Na passada semana celebrámos a Ascensão do Senhor. No próximo Domingo recordamos a Festa do Espírito Santo, aquele que o Senhor Jesus prometeu enviar, depois da Sua subida aos céus. «Enquanto os abençoava, afastou-se deles e foi elevado ao Céu», assim se expressa o Evangelho de S.Lucas.  Sobre o mesmo facto, porém, os Actos dos Apóstolos revelam outros pormenores, quando declara que «… e estando de olhar fito no Céu, enquanto Jesus Se afastava, apresentaram-se-lhes dois homens vestidos de branco, que disseram: ‘Homens da Galileia, porque estais a olhar para o Céu? Esse Jesus, que do meio de vós foi elevado para o Céu, virá do mesmo modo que O  viste ir para o Céu.»

Estas  passagens do Novo Testamento que, à primeira vista,  poderão parecer que nada têm a ver connosco, com o nosso dia a dia,  deixam-nos,  afinal e  bem ao contrário das nossas primeiras reacções, perante uma realidade que não podemos nem devemos  procurar ignorar. É  necessário saber  viver a nossa vida quotidiana com  ‘o sentido da realidade’, ‘ter os pés na terra’. É também igualmente necessário encarar  sempre a vida com ‘um toque de Deus’ e  ‘sentido de eternidade’.

Contudo,  não nos podemos deixar cair nos extremos,  nem no espiritualismo nem no materialimo. Somos tão espirituais, tão piedosos, tão obsessivamente de Deus que perdemos a noção da realidade que nos circunda,  daquilo que somos  verdadeiramente e Deus torna-se um tirano, fruto da nossa imaginação em desiquilibrio. Por outro lado, um apego compulsivo e desenfreado às coisas materiais, aos  bens de consumo e ao bem-estar, à boa e ‘dolce vita’, torna-nos superficiais, mundanos, sem o sentido ‘ das coisas do alto’. Torna-nos incapazes de perceber ‘a presença amorosa de Deus’ no decorrer normal e natural da nossa existência.

Mulher ou Homem, viver a sua existência com grande ‘sentido da realidade’ e sentido da sua ‘circunstância’,  e viver  igualmente essa mesma existência com profundo ‘sentido de Deus’, ‘sentido de eternidade’,  é viver  também,  estou convencido, pela força do Espírito Santo, aquele mesmo que nos é apresentado neste Domingo.

Todo o esforço humano à procura da Verdade e da Justiça,  do Amor e da Solidariedade,  da Reconciliação e da Paz, da Compaixão e do Perdão e da Beleza e da Perfeição  participa, consciente ou inconscientemente, da força e poder do Espírito de Deus.
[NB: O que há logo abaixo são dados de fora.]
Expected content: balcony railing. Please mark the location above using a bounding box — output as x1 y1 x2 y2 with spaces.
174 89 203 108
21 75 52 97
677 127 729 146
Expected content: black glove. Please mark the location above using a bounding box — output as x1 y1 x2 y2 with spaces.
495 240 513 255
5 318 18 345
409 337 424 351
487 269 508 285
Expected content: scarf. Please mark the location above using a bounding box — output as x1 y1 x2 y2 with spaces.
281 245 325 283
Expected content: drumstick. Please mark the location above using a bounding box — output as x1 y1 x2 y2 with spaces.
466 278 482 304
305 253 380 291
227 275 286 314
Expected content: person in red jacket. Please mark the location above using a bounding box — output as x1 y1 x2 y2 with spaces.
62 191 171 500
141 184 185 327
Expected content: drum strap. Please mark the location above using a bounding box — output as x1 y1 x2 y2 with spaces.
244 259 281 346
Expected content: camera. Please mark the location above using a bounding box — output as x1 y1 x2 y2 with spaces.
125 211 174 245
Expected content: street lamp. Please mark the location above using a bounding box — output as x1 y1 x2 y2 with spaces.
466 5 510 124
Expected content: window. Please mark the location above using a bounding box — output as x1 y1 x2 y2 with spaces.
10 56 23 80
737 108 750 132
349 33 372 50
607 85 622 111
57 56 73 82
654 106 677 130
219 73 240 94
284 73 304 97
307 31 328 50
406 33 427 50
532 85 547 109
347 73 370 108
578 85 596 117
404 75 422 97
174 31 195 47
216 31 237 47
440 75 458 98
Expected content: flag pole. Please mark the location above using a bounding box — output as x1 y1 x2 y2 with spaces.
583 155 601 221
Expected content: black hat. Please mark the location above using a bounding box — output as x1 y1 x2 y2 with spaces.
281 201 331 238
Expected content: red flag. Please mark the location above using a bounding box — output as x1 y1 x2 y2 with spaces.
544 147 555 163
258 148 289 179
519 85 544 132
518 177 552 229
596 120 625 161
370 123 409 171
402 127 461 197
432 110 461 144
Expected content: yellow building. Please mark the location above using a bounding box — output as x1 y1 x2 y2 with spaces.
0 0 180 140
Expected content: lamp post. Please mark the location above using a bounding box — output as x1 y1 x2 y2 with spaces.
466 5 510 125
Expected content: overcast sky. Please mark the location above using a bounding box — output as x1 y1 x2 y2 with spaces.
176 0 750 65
Mas,  Jesus Cristo vai mais longe e declara : «O Espírito Santo, que o Pai enviará em meu nome, vos ensinará todas as coisas e vos recordará tudo que Eu vos disse.» Assim, o Espírito Santo abre-nos à  experiência íntima de Deus Criador e Senhor do Universo e revela-no-Lo como Pai.  O próprio Jesus acrescenta que o Espírito Santo ensinará tudo e toda a Verdade sobre Ele mesmo.

Segundo o Mestre toda a pessoa humana tem não só a capacidade de chegar ao conhecimento de Deus mas possui, natural e intrinsecamente, também a inclinação e aspiração  para a intimidade com Deus.

 

 

Luís Sequeira, Jesuíta e antigo Superior da Companhia de Jesus em Macau. Escreve neste espaço às sextas-feiras.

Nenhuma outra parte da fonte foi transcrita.